= Wirot Nutaphand =

Wirot Nutaphand (Note: Also spelled Nootpand, Nutphand, and Nutphund.) (November 5, 1932 – June 5, 2005 in Bangkok) was a Thai zoologist, herpetologist, naturalist, scientific illustrator, and zoo director. He is regarded as a pioneer in the field of herpetology in Thailand.

==Life and career==
He was born in Bang Khun Phrom, Phra Nakhon province (now Phra Nakhon district, Bangkok), in the house of his grandfather, a nobleman with the rank of Phraya. It was his grandfather who nurtured in him a deep love for nature.

Nutaphand began his education at Chakkam Khanathon School in Lamphun, then attended Bangkok Christian College and Yothinburana School. He later earned a bachelor's degree in painting, sculpture, and printmaking from Silpakorn University. He also served in the Royal Thai Air Force, attaining the rank of Senior Group Captain (Sr Gp Capt). He later studied medical media and audio visual arts at the Faculty of Medicine Siriraj Hospital, Mahidol University, and pursued postgraduate studies in anatomy and histology at the same university.

Driven by a passion for wildlife, he conducted extensive fieldwork and sought out knowledge from various experts. At the time, there was no formal study of reptiles and amphibians in Thailand, so he took it upon himself to specialize in this field. He studied foreign scientific literature and kept over 300 terrariums of amphibians and snakes at home for close observation.

In 1979, he became the first Thai to successfully keep a Fly River turtle (Carettochelys insculpta), a rare and expensive species.

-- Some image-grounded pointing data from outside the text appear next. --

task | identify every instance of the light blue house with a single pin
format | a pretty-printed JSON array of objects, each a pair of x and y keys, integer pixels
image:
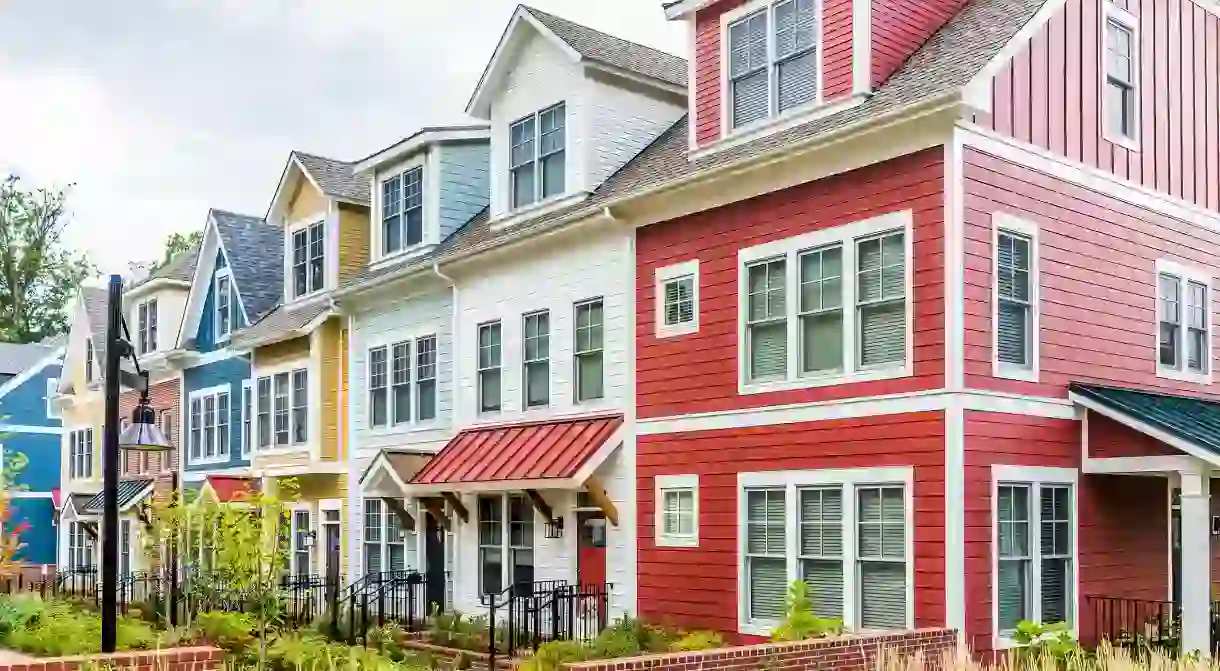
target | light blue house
[
  {"x": 238, "y": 278},
  {"x": 29, "y": 426}
]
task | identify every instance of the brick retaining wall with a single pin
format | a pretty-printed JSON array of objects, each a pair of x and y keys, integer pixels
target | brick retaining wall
[
  {"x": 848, "y": 653},
  {"x": 171, "y": 659}
]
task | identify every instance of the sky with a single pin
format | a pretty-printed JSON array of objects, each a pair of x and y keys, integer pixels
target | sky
[{"x": 156, "y": 110}]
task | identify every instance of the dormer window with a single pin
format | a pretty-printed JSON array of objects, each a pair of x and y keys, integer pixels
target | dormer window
[
  {"x": 537, "y": 165},
  {"x": 772, "y": 65},
  {"x": 223, "y": 305},
  {"x": 403, "y": 211},
  {"x": 309, "y": 259},
  {"x": 147, "y": 319}
]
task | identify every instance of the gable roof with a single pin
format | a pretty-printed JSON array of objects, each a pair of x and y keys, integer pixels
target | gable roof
[
  {"x": 581, "y": 43},
  {"x": 944, "y": 65},
  {"x": 254, "y": 250},
  {"x": 333, "y": 177}
]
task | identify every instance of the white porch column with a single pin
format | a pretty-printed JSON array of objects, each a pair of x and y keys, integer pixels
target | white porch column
[{"x": 1196, "y": 563}]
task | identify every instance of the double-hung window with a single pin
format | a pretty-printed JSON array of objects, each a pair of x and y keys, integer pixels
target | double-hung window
[
  {"x": 223, "y": 305},
  {"x": 844, "y": 533},
  {"x": 772, "y": 61},
  {"x": 1120, "y": 56},
  {"x": 309, "y": 259},
  {"x": 1015, "y": 299},
  {"x": 147, "y": 321},
  {"x": 81, "y": 454},
  {"x": 209, "y": 425},
  {"x": 850, "y": 314},
  {"x": 537, "y": 156},
  {"x": 589, "y": 350},
  {"x": 489, "y": 367},
  {"x": 403, "y": 211},
  {"x": 1184, "y": 322},
  {"x": 1035, "y": 547},
  {"x": 536, "y": 359}
]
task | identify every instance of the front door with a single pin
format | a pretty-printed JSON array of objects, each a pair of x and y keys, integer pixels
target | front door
[{"x": 434, "y": 564}]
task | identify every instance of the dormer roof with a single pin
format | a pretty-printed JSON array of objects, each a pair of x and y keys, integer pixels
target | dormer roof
[{"x": 582, "y": 44}]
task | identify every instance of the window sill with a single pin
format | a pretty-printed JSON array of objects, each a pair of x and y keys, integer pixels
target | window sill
[
  {"x": 810, "y": 382},
  {"x": 677, "y": 330},
  {"x": 1184, "y": 376}
]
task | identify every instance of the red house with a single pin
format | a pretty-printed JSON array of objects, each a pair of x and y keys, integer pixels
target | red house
[{"x": 925, "y": 315}]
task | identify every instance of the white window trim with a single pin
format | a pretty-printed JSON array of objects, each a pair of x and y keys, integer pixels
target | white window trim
[
  {"x": 676, "y": 483},
  {"x": 663, "y": 277},
  {"x": 1035, "y": 476},
  {"x": 1129, "y": 21},
  {"x": 850, "y": 480},
  {"x": 1186, "y": 275},
  {"x": 216, "y": 315},
  {"x": 791, "y": 249},
  {"x": 1005, "y": 222},
  {"x": 248, "y": 445},
  {"x": 772, "y": 121},
  {"x": 200, "y": 394}
]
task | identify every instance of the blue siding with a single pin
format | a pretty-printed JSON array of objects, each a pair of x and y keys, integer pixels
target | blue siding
[
  {"x": 38, "y": 541},
  {"x": 465, "y": 183},
  {"x": 205, "y": 336},
  {"x": 231, "y": 371}
]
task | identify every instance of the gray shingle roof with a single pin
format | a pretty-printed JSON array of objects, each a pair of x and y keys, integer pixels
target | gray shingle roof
[
  {"x": 946, "y": 62},
  {"x": 615, "y": 51},
  {"x": 16, "y": 358},
  {"x": 279, "y": 322},
  {"x": 255, "y": 254},
  {"x": 334, "y": 177}
]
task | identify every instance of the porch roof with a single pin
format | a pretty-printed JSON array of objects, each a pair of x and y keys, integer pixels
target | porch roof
[
  {"x": 129, "y": 493},
  {"x": 541, "y": 455},
  {"x": 1188, "y": 423}
]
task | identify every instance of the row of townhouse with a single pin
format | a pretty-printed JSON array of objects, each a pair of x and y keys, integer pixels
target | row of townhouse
[{"x": 910, "y": 300}]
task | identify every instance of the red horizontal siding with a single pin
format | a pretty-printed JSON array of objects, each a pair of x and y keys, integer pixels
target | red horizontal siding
[
  {"x": 1049, "y": 95},
  {"x": 1121, "y": 519},
  {"x": 697, "y": 587},
  {"x": 900, "y": 27},
  {"x": 1097, "y": 258},
  {"x": 698, "y": 372}
]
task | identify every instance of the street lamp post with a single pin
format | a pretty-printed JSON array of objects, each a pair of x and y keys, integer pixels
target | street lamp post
[{"x": 140, "y": 434}]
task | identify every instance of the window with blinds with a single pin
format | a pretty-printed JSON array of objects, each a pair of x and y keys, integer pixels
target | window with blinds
[
  {"x": 1014, "y": 308},
  {"x": 1035, "y": 576},
  {"x": 772, "y": 65}
]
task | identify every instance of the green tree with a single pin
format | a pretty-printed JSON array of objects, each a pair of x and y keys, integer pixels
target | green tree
[{"x": 38, "y": 273}]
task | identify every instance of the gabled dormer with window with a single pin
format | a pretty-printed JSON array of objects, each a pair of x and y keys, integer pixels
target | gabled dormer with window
[
  {"x": 763, "y": 66},
  {"x": 425, "y": 188},
  {"x": 567, "y": 106}
]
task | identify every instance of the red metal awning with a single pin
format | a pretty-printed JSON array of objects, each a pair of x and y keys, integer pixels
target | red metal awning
[{"x": 552, "y": 454}]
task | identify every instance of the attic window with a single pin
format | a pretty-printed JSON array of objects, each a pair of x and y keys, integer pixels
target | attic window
[
  {"x": 537, "y": 156},
  {"x": 403, "y": 211}
]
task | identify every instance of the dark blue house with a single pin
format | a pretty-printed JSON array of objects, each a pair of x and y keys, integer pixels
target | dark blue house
[
  {"x": 29, "y": 426},
  {"x": 238, "y": 278}
]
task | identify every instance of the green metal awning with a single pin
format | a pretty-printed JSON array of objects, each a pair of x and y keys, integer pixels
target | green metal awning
[
  {"x": 1188, "y": 423},
  {"x": 131, "y": 492}
]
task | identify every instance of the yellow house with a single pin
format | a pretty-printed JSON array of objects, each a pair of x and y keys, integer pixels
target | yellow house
[{"x": 299, "y": 376}]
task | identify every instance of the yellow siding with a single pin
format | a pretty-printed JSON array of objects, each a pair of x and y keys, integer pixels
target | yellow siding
[
  {"x": 281, "y": 353},
  {"x": 353, "y": 240},
  {"x": 332, "y": 393},
  {"x": 305, "y": 203}
]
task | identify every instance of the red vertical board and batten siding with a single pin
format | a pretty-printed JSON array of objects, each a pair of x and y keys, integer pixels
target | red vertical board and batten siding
[
  {"x": 837, "y": 62},
  {"x": 1123, "y": 520},
  {"x": 1051, "y": 95},
  {"x": 900, "y": 27},
  {"x": 697, "y": 587},
  {"x": 698, "y": 372},
  {"x": 1097, "y": 259}
]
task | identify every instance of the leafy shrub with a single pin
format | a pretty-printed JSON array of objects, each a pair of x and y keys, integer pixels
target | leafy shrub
[
  {"x": 698, "y": 641},
  {"x": 799, "y": 622}
]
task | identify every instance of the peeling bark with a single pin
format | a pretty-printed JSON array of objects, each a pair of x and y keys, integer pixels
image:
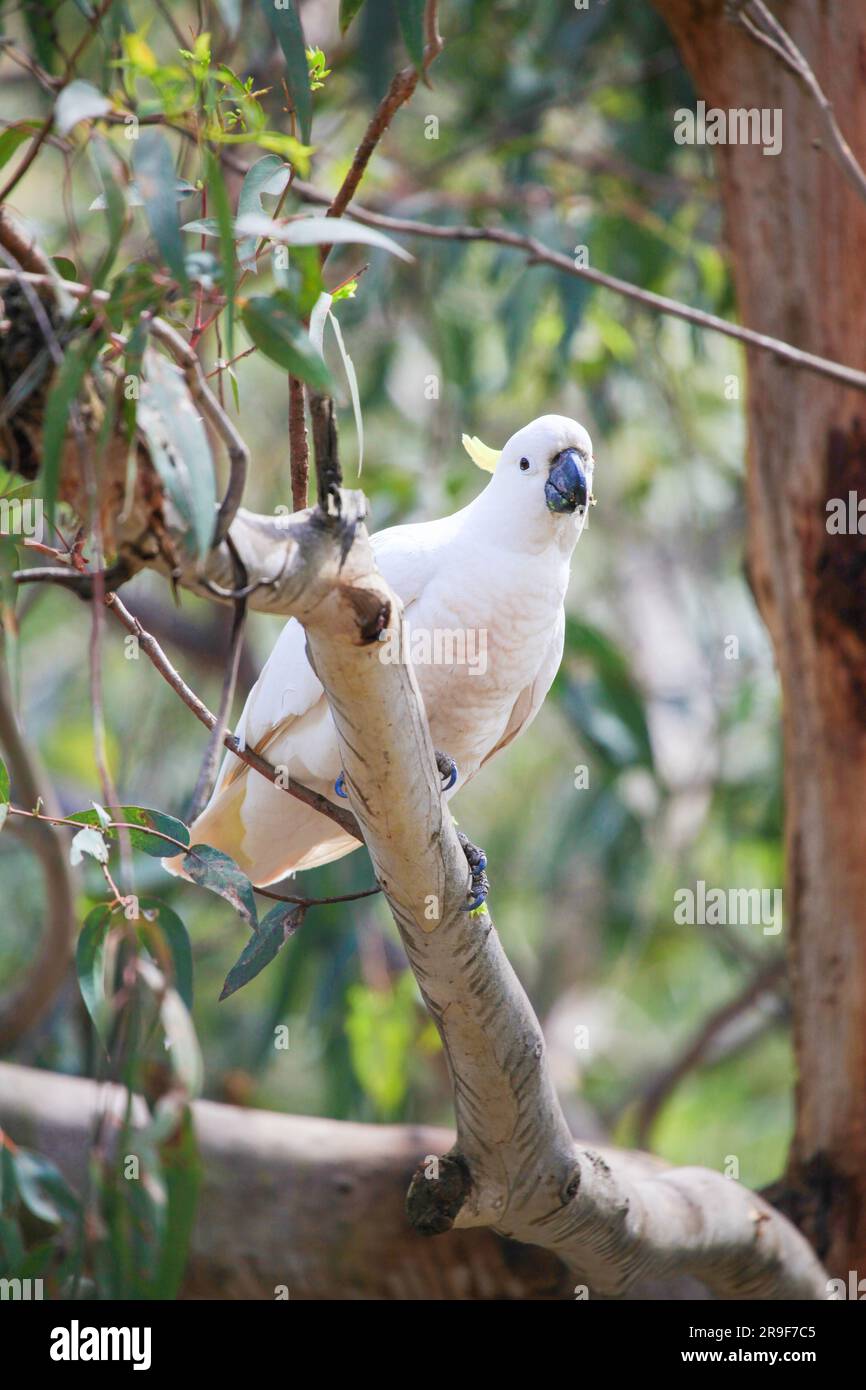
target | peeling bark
[{"x": 797, "y": 232}]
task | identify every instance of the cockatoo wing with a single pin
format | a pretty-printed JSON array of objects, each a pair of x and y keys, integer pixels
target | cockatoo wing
[
  {"x": 533, "y": 697},
  {"x": 287, "y": 719}
]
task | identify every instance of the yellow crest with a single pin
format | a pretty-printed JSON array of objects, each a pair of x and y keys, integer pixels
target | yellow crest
[{"x": 481, "y": 453}]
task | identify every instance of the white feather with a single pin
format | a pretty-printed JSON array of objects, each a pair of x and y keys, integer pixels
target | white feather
[{"x": 494, "y": 574}]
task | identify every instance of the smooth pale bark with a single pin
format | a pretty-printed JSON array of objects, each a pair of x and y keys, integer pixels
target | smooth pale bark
[
  {"x": 314, "y": 1205},
  {"x": 797, "y": 232},
  {"x": 612, "y": 1218},
  {"x": 615, "y": 1219}
]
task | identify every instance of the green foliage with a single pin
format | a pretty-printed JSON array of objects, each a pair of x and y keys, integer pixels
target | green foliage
[
  {"x": 553, "y": 123},
  {"x": 288, "y": 32},
  {"x": 180, "y": 448},
  {"x": 273, "y": 324},
  {"x": 268, "y": 937}
]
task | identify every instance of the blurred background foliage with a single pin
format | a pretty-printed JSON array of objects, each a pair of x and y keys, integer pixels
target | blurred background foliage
[{"x": 655, "y": 761}]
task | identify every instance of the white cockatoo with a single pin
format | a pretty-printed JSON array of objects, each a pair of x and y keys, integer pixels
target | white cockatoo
[{"x": 483, "y": 602}]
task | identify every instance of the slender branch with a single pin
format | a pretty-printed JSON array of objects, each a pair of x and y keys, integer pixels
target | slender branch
[
  {"x": 49, "y": 121},
  {"x": 210, "y": 763},
  {"x": 399, "y": 92},
  {"x": 188, "y": 360},
  {"x": 328, "y": 473},
  {"x": 541, "y": 255},
  {"x": 21, "y": 1009},
  {"x": 765, "y": 28},
  {"x": 319, "y": 902},
  {"x": 299, "y": 448},
  {"x": 658, "y": 1089},
  {"x": 612, "y": 1218}
]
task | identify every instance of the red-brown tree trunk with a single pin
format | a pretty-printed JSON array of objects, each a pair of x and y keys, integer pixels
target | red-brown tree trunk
[{"x": 797, "y": 236}]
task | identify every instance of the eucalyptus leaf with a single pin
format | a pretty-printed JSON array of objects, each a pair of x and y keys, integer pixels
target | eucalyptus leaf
[
  {"x": 287, "y": 29},
  {"x": 154, "y": 177},
  {"x": 78, "y": 102},
  {"x": 281, "y": 923},
  {"x": 180, "y": 449},
  {"x": 319, "y": 231},
  {"x": 211, "y": 869}
]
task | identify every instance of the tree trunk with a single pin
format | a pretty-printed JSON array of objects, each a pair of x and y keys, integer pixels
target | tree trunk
[{"x": 797, "y": 232}]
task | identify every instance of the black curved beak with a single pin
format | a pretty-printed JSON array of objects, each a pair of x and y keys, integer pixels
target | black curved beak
[{"x": 566, "y": 485}]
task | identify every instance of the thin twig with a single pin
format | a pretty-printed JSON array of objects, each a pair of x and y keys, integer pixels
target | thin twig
[
  {"x": 45, "y": 129},
  {"x": 299, "y": 446},
  {"x": 35, "y": 993},
  {"x": 398, "y": 93},
  {"x": 210, "y": 763},
  {"x": 319, "y": 902},
  {"x": 541, "y": 255},
  {"x": 765, "y": 28}
]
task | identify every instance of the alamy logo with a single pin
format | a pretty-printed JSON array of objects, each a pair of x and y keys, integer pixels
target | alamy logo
[
  {"x": 847, "y": 517},
  {"x": 77, "y": 1343},
  {"x": 733, "y": 906},
  {"x": 435, "y": 647},
  {"x": 738, "y": 125},
  {"x": 854, "y": 1290},
  {"x": 20, "y": 517}
]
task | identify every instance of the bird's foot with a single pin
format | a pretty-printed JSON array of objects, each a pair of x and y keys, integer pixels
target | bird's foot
[
  {"x": 448, "y": 770},
  {"x": 477, "y": 862}
]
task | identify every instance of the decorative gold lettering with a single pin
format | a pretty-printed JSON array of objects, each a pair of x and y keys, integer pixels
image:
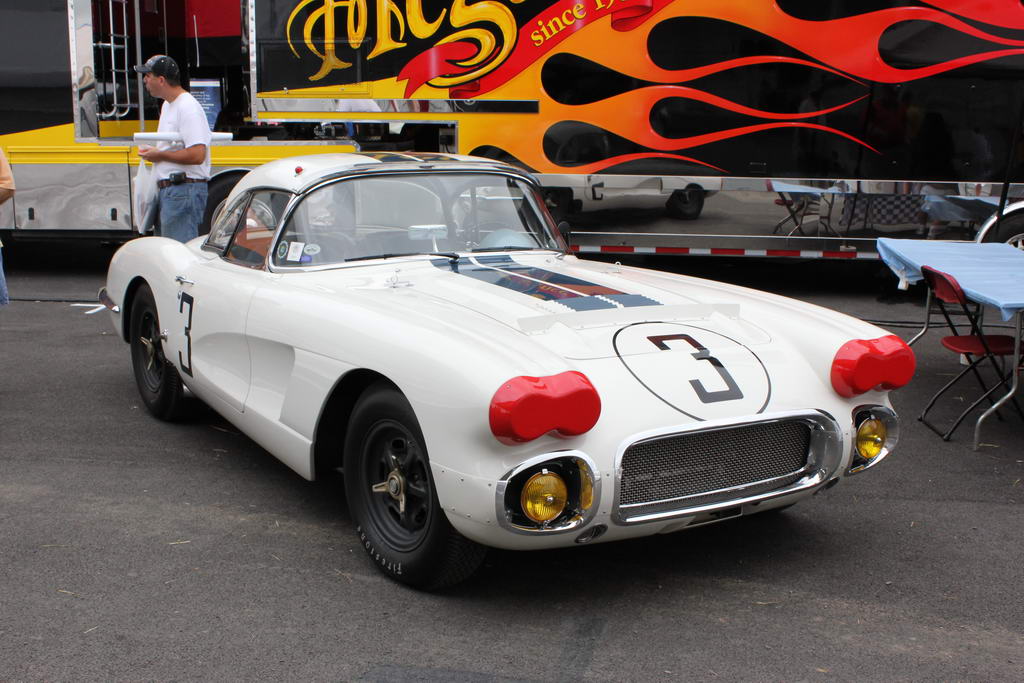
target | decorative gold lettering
[
  {"x": 418, "y": 24},
  {"x": 355, "y": 25},
  {"x": 386, "y": 12}
]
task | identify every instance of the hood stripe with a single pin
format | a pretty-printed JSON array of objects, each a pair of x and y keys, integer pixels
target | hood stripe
[{"x": 545, "y": 285}]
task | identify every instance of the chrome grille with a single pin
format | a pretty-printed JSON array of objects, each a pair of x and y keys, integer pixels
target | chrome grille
[{"x": 701, "y": 467}]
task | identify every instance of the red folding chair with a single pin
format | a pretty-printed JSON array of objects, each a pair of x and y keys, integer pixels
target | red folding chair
[{"x": 976, "y": 346}]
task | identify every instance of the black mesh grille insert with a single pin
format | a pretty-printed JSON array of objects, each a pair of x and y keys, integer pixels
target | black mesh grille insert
[{"x": 698, "y": 463}]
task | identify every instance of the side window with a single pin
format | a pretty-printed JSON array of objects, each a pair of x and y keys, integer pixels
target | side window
[
  {"x": 252, "y": 240},
  {"x": 224, "y": 224}
]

At the time, it was said that only five people in the world had one, all from different countries.

In 1983, he co-founded the Pata Zoo, located on the sixth and seventh floors of the Pata Pinklao Department Store in Bangkok. The zoo marked a turning point in Thai zoological practice, being the first in the world to breed the albino Burmese python (Python bivittatus), among other rare animals. His office was located on the sixth floor, where the nocturnal and herpetological exhibits were housed.

Nutaphand was also an educator and public speaker, helping to promote accurate knowledge about reptiles and amphibians, and served as a fellow of the Royal Institute of Thailand in the field of zoology.

In taxonomy, he described many new species of reptiles and amphibians. However, his work is now viewed as scientifically limited due to the lack of reference to up-to-date research and neglect of formal nomenclature codes. As a result, many of the scientific names he proposed are now outdated or considered synonyms of previously described species.

==Taxon described by him==
- Boiga saengsomi Nutaphand, 1985
- Boiga siamensis Nootpand, 1971
- Chitra chitra Nutphand, 1986
- Kaloula aureata Nutphand, 1989
- Varanus salvator komaini Nutphand, 1987

==Eponymous species==
- Craspedocephalus wiroti (Trutnau, 1981)

- Gekko nutaphandi Bauer, Sumontha & Pauwels, 2008

- Testudo nutapundi Reimann, 1979

== Publications ==
Books
- Wirot Nutaphand. (1979). The Turtles of Thailand. Siam Farm Zoological Garden, Bangkok, 222 pages.
- Wirot Nutaphand. (2001). Patterns of the Snakes of Thailand. Amarin Printing and Publishing, Bangkok, 319 pages.
- Wirot Nutaphand. (2001). Amphibians of Thailand. Amarin Printing and Publishing, Bangkok, 192 pages.

Scholarly articles
- Wirot Nutaphand, Merel J. Cox, Ludwig Trutnau, Hobart Muir Smith. (1991). The status of the Thai palm viper, Trimeresurus wiroti. In: Bulletin of the Maryland Herpetological Society. Vol. 27, Issue 3, pp. 146–156.
- Wirot Nutaphand, Merel J. Cox, Hobart Muir Smith, David Chiszar. (1991). The Original Description, Type Specimen and Status of the Colubrid Snake Boiga saengsomi Nutphand. In: Bulletin of the Maryland Herpetological Society. Vol. 27, Issue 3, pp. 157–165.
- Olivier Pauwels, Patrick David, Wirot Nutaphand, Chucheep Chimsunchart. (2001). First record of Xenochrophis punctulatus (Günther, 1858) (Serpentes: Colubridae: Natricinae) from Thailand. In: Hamadryad. Vol. 26, Issue 2, pp. 259–264.